Ze pakt haar koffers ZOMER: Het is heet, ze stopt bloemen in zakken, En in een stapel plat na het drogen - Paardebloem kussens. Voorzichtig in een zak stoppen: kikkers, vlinders, insecten, kevers en een nachtvlinder...
Porie! Ik denk dat ik er klaar voor ben! In de bijkeuken zijn er sappen en augurken, en bessenjam... Mijn trein zal stipt om acht uur zijn, En vergeet niet te ontmoeten...
"Zonsondergang in bloed... Bloed stroomt uit het hart... Huilen, hart, huilen..." (A.A. Blok).
Soms ben ik gelukkiger dan al het levende, Hou van poëzie en muziek, Maar soms voel ik me als een nachtegaal die in doornen zingt...

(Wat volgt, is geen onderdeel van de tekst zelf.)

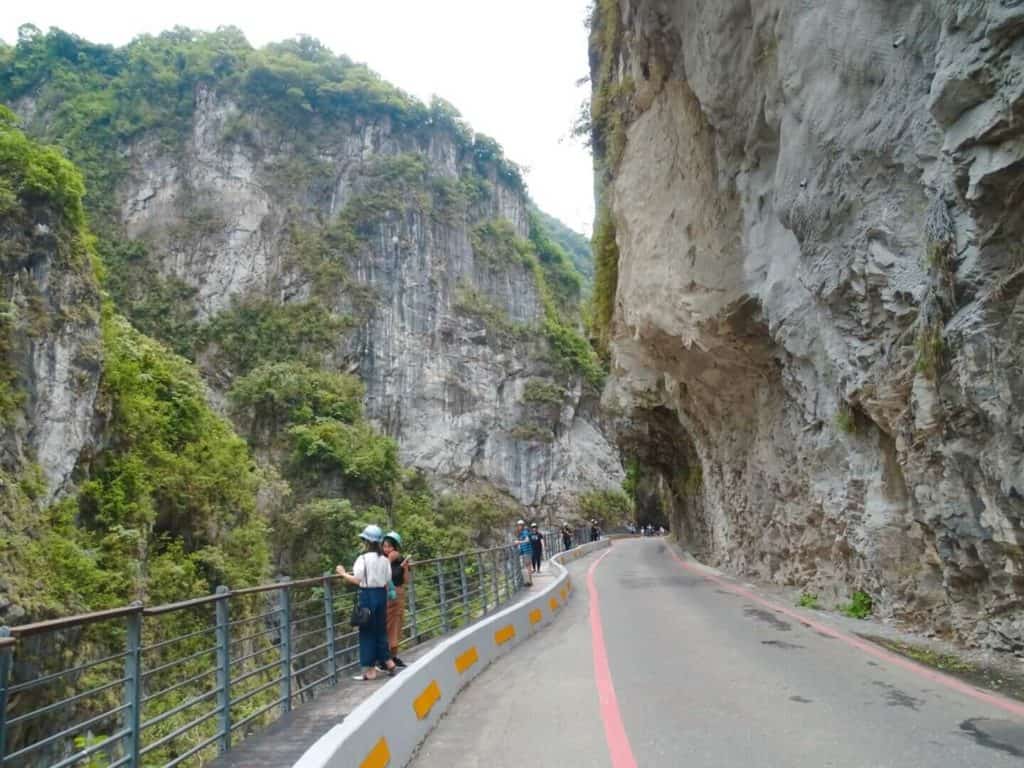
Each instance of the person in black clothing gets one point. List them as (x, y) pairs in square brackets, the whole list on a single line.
[(536, 546), (391, 547)]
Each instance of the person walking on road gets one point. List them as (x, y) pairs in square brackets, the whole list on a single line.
[(536, 548), (371, 572), (391, 548), (522, 536)]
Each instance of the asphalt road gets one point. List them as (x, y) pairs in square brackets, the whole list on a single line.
[(708, 674)]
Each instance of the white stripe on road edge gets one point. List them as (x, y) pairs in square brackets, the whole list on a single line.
[(394, 710)]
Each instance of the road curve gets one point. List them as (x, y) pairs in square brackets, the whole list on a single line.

... Groeiend in de schaduw, tussen de stammen, Altijd onbegaanbaar en dicht, Doornige doornstruiken In het voorjaar zijn ze bedekt met witte bloemen.

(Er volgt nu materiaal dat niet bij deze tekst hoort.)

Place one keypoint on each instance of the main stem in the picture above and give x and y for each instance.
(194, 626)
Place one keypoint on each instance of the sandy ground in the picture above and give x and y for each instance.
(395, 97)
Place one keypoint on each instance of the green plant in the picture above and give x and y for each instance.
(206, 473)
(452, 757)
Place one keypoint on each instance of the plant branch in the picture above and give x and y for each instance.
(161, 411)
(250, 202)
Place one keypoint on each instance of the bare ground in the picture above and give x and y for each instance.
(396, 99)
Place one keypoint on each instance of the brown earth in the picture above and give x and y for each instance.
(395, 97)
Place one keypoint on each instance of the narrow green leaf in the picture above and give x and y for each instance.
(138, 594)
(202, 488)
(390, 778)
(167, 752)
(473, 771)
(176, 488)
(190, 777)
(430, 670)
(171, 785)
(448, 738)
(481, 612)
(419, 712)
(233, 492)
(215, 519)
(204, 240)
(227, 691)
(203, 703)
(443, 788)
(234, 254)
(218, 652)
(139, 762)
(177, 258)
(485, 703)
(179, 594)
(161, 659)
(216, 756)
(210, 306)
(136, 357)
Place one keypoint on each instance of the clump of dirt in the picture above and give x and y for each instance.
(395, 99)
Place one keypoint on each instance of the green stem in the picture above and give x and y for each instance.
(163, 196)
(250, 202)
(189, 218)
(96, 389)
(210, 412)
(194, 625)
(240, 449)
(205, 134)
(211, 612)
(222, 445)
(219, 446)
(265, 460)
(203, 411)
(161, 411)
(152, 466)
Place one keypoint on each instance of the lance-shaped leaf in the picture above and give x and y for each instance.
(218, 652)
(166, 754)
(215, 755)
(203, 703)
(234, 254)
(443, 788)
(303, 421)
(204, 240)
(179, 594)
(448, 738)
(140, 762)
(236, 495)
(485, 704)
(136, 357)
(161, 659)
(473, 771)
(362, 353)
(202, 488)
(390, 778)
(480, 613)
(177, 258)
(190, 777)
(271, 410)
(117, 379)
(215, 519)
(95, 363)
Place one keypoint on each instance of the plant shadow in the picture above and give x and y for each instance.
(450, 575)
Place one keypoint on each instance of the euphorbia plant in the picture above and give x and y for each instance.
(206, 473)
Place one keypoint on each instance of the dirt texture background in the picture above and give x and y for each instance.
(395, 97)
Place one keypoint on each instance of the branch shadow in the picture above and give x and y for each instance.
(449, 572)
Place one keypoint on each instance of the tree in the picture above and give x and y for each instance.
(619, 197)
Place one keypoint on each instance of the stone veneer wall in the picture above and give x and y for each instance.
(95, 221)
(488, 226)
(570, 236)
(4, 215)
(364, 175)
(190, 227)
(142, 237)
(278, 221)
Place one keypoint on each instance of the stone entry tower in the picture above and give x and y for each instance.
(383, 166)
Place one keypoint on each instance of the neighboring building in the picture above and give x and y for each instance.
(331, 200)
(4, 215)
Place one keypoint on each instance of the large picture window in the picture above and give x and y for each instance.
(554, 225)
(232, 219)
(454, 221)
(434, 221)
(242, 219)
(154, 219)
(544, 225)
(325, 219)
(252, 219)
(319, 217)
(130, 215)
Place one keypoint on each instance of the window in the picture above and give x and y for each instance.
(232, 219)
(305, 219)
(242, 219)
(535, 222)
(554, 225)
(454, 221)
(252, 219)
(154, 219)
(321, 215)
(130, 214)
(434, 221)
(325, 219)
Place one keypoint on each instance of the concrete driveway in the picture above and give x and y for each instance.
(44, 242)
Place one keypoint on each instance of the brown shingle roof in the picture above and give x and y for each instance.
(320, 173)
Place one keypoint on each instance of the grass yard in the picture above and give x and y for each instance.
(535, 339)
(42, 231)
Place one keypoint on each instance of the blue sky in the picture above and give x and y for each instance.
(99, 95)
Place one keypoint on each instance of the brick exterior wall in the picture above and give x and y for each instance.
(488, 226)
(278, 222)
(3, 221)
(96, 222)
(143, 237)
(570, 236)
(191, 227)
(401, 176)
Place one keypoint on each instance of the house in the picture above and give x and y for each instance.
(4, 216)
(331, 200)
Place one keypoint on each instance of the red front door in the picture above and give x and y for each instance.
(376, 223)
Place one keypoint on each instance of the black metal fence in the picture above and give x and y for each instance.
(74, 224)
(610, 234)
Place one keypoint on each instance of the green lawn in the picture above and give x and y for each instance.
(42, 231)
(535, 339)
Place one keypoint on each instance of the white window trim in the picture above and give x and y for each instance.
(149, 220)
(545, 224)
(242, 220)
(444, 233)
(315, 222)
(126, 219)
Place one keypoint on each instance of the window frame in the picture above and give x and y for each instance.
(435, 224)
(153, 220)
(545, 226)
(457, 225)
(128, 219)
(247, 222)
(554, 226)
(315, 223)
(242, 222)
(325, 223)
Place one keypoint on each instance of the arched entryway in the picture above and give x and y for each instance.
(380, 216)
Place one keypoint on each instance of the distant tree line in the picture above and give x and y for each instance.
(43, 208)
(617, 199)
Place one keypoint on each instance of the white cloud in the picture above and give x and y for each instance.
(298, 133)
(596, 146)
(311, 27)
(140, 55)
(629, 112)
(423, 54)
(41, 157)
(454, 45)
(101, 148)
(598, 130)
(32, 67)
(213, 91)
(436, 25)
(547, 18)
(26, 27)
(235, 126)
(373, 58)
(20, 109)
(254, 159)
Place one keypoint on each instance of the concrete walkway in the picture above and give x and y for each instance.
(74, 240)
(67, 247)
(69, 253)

Hun aroma is koel en fris, verleidelijk. Ik ben ver weg van de drukke menigte, maar ondanks de scherpe doornen wil ik mijn toevlucht zoeken in dit struikgewas.
Hier, in het dik van de takken, zwart en doornig, Voorzichtigheid vergetend, zing ik in stilte een lied over mijn lente, Niet de brandende pijn van geluk voelen.

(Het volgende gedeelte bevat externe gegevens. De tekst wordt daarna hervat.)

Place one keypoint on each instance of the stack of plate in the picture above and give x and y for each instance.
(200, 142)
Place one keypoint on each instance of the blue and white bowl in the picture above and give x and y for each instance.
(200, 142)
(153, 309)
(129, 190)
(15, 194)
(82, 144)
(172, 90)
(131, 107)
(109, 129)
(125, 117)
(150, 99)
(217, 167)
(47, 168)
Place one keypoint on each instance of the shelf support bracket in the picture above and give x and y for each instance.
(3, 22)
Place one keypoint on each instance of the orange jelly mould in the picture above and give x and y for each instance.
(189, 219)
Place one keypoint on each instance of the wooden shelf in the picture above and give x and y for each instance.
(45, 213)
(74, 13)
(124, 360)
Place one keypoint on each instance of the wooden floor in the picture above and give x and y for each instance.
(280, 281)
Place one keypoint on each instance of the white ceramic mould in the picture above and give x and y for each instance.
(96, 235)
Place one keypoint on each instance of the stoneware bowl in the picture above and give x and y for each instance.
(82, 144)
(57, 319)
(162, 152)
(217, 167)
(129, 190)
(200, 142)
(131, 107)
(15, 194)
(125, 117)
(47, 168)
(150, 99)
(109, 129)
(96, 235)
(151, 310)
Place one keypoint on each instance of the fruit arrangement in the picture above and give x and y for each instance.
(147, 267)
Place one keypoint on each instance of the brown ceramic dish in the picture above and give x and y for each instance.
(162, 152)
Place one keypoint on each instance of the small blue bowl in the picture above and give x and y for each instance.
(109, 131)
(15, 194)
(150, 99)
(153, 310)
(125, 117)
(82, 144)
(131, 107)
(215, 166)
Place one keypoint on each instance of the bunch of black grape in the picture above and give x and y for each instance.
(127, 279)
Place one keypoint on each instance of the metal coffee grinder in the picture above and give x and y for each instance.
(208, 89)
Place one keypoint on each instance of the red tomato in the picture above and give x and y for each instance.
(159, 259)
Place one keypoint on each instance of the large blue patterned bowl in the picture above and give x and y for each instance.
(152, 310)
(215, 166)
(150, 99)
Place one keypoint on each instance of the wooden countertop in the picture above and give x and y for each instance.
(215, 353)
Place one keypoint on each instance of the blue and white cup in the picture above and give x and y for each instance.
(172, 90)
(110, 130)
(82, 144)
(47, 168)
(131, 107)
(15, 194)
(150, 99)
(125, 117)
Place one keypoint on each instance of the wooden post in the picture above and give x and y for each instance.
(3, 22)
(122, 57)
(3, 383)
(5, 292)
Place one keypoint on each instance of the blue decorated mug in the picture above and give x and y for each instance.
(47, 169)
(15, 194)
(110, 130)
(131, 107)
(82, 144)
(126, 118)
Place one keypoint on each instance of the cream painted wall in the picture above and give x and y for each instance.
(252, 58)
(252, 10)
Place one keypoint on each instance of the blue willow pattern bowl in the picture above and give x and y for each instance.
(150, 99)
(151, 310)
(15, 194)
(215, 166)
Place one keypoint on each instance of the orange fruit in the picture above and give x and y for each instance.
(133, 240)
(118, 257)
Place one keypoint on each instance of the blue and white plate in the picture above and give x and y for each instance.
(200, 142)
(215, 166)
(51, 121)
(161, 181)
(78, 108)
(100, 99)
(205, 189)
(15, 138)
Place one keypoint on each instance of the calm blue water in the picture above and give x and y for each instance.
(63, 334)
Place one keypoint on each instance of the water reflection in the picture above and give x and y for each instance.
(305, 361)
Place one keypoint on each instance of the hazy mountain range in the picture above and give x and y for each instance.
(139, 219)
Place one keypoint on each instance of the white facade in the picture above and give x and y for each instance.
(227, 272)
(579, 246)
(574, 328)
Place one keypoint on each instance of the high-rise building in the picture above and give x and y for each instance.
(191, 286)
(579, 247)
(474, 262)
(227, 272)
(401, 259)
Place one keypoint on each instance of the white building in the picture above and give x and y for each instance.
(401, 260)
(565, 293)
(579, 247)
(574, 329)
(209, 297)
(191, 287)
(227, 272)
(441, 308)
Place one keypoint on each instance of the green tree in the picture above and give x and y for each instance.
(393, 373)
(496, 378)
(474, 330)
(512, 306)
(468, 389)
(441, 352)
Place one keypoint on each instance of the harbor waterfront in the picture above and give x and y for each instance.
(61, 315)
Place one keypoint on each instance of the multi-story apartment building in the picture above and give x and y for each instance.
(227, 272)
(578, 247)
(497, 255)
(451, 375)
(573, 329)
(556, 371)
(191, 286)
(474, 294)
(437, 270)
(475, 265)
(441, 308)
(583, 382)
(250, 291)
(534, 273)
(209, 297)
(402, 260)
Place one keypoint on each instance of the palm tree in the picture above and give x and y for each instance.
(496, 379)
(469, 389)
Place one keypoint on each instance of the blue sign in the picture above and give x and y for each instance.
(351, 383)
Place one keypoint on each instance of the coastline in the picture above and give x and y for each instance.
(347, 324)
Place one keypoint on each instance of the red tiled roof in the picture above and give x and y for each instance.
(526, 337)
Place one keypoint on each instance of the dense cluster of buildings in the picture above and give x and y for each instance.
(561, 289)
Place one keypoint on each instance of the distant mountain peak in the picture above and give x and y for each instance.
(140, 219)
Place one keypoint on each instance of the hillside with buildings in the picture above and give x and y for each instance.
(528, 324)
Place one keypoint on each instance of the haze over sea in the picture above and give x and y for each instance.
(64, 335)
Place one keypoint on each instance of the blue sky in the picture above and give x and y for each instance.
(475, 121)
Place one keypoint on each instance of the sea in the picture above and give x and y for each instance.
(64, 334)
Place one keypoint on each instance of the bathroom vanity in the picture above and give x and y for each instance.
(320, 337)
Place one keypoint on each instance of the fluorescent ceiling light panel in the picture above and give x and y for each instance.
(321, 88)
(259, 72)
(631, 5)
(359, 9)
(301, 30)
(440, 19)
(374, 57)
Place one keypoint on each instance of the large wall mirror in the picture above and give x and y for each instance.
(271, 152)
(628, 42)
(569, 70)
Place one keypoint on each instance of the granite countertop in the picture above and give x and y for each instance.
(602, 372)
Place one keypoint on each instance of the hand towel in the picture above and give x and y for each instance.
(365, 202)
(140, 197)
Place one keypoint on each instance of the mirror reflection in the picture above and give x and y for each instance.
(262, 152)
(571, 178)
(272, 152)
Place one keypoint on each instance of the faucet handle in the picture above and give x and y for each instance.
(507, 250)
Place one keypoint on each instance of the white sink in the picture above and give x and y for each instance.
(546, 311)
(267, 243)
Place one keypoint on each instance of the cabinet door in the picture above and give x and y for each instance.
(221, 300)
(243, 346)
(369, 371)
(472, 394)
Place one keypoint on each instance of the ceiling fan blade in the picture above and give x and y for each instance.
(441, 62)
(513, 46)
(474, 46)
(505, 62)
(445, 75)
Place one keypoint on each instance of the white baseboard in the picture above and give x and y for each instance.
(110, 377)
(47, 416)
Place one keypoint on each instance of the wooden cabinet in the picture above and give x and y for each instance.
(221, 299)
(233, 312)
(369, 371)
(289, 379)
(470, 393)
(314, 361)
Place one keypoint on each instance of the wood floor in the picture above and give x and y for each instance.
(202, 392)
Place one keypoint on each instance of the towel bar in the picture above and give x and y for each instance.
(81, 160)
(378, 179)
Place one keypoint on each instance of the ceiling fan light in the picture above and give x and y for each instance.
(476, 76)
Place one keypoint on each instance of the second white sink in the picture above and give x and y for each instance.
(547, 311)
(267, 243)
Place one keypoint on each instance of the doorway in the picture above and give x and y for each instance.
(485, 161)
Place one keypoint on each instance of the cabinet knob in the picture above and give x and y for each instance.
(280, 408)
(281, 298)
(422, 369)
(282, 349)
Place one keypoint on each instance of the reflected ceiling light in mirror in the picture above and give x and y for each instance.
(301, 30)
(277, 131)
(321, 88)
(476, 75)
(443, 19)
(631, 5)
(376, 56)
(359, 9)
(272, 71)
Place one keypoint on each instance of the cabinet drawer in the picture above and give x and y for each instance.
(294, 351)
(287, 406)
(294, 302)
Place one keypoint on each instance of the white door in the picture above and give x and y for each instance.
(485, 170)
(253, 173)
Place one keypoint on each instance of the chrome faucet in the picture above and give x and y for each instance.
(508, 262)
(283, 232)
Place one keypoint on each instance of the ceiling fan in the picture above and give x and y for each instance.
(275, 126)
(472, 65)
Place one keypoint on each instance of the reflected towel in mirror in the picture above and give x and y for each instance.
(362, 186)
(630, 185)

Tussen de bloemen, mysterieus mooi, zijn er veel doornen in de donkere diepten. Een van hen doorboorde mijn hart, En bloed stroomt op de grond in een stroom van rood.
En het lied stroomt naar de hemel, steeds wonderbaarlijker... Het leven gaat voorbij, en ik weet dat ik nu voor de laatste keer over de lente zing - mijn bloed gaat tenslotte weg met het lied.
Zoals de regen stroomt in de herfststorm, Zo stroomt het bloed uit mijn hart, - Nu begrijp ik waarom Zonder acute pijn is geluk onmogelijk.
Hetzelfde geldt voor gedichten - schrijf ze elke keer, alsof dit je laatste uur is...
... En de zingende nachtegaal viel stil tussen de dikke takken In de doornen.
Je noemt het de jouwe - je zoekt geen ontmoeting, je praat over liefde zonder je lippen aan te raken, het doet me pijn om elke avond op je te wachten, niet oprecht om bekenteniswoorden te geloven.
De dagen slepen zich voort als in slow motion, Dromen vervagen als een heldere zonsondergang, Breken in fragmenten als ijskristal, Stilte wordt verbroken door een rinkelende klank.
Een geweven net over mijn gevoelens werpend, Mijn ziel en hart trekkend met een strop, U gevangen als in een kooi, Zonder ooit in mijn ogen te kijken.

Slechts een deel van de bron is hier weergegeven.